Sunday, December 04, 2005

First Step Toward a Solution

Playing some small role in reforming academe (or failing miserably) is now my pet crusade. I passed the thoughts in yesterday's post along to the AAA program chair, and he had many insightful things to say. Foremost he pointed out that I criticized the situation without offering a solution. True enough! You see, the dilemma is that no one can solve the entire thing at once, and it is difficult to suggest pieces. So at Dr. Richard's suggestion, I plan to propose a special session on this topic for AAA 2007. If you have thoughts, e-mail me or comment here.

In the meantime, I will outline ideas for partial solutions here. Many of these ideas are amalgamations of others' ideas, and in almost no case will the ideas be solely my own. I will give credit generously, and any oversight is due only to my faulty memory.

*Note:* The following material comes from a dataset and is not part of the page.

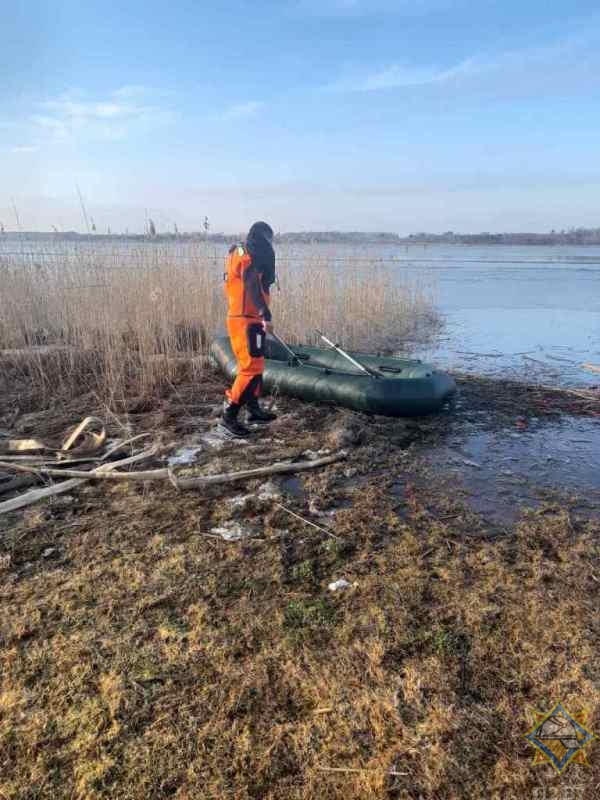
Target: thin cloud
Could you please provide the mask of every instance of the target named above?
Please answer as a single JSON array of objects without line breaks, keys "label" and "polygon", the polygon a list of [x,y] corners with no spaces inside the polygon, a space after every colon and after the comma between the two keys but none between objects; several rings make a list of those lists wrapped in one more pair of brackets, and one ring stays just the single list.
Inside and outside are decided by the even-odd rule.
[{"label": "thin cloud", "polygon": [[323,87],[334,92],[381,92],[444,87],[485,94],[559,91],[600,86],[600,35],[570,36],[540,47],[506,50],[467,58],[449,67],[392,63],[368,72],[346,74]]},{"label": "thin cloud", "polygon": [[265,104],[259,100],[249,100],[247,103],[237,103],[236,105],[226,108],[221,117],[223,119],[230,120],[246,119],[258,114],[258,112],[264,108],[264,105]]},{"label": "thin cloud", "polygon": [[36,153],[40,148],[36,144],[18,144],[10,148],[11,153]]},{"label": "thin cloud", "polygon": [[[168,121],[172,114],[155,104],[136,100],[134,87],[121,87],[107,97],[87,99],[81,92],[72,92],[39,104],[42,113],[31,116],[34,126],[64,140],[80,136],[117,140],[125,138],[140,124]],[[139,92],[141,87],[135,87]]]},{"label": "thin cloud", "polygon": [[390,64],[366,75],[342,78],[326,88],[346,92],[377,92],[384,89],[426,86],[427,84],[443,83],[461,74],[466,74],[473,68],[473,65],[473,59],[448,69]]}]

The first thing we must do is to increase flexibility for conference programmers. Every conference is unique, and the programmer should not be tied to tradition. Size matters, people. My last AAA conference was in 2002 in Jacksonville, Florida. It was a great conference, but turnout was down due to the terrorist attacks in September 2001. So perhaps my paper sucked, but it might have been accepted only because there were slots to fill. This year -- for Reno -- there were a record number of submissions. So there were a record number of rejections.

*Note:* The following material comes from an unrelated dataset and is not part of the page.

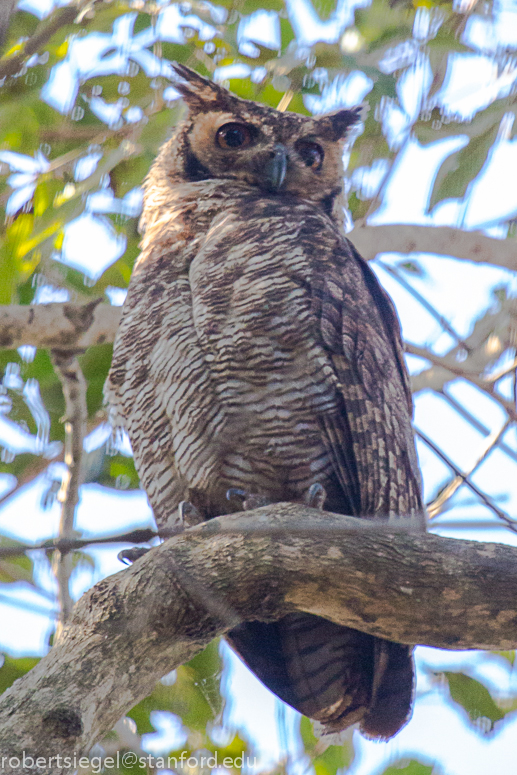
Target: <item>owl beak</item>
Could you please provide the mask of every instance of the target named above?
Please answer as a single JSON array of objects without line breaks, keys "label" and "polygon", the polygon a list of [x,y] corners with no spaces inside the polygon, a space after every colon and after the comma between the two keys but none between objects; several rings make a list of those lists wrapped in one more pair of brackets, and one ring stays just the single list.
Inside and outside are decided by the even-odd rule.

Referring back to my previous ramblings, these scarce and plentiful rejections have nothing to do with the quality of the paper (and the ideas therein). Instead they are formula driven. The first thing we must do to change this is to remove formulas and give freedom to the program chairs. If too few quality manuscripts are available, then chairs need to be able to schedule sessions with one paper fewer than normal.

A related idea should be imported from the Information Systems division of the International Communication Association. Often championed by my Ph.D. adviser, Annie Lang, program chairs need the flexibility to schedule high-density sessions. As Annie often says, if a paper is worth presenting, it should be presented. High-density sessions would allow the program chair to break up two 5-paper sessions (10 total) into two high-density sessions with 8 or 9 papers each. This allows an additional 6-8 papers to be presented if their quality merits presentation.

Every time I leave a conference, I come away inspired with some new idea. I would hate to think that I would miss out on this key aspect of science due to some arbitrary cut-off. A high-density session allows each author to present the key tenets of their paper in 5 to 6 minutes, followed up by a small version of a poster session where audience members can learn more about relevant papers.

Not only does this allow more papers to be presented, but it also limits the amount of time that an audience member is held hostage during an irrelevant paper waiting for their particular paper of interest.

This falls far short of reforming the entire process. But it would mark a key step in the right direction.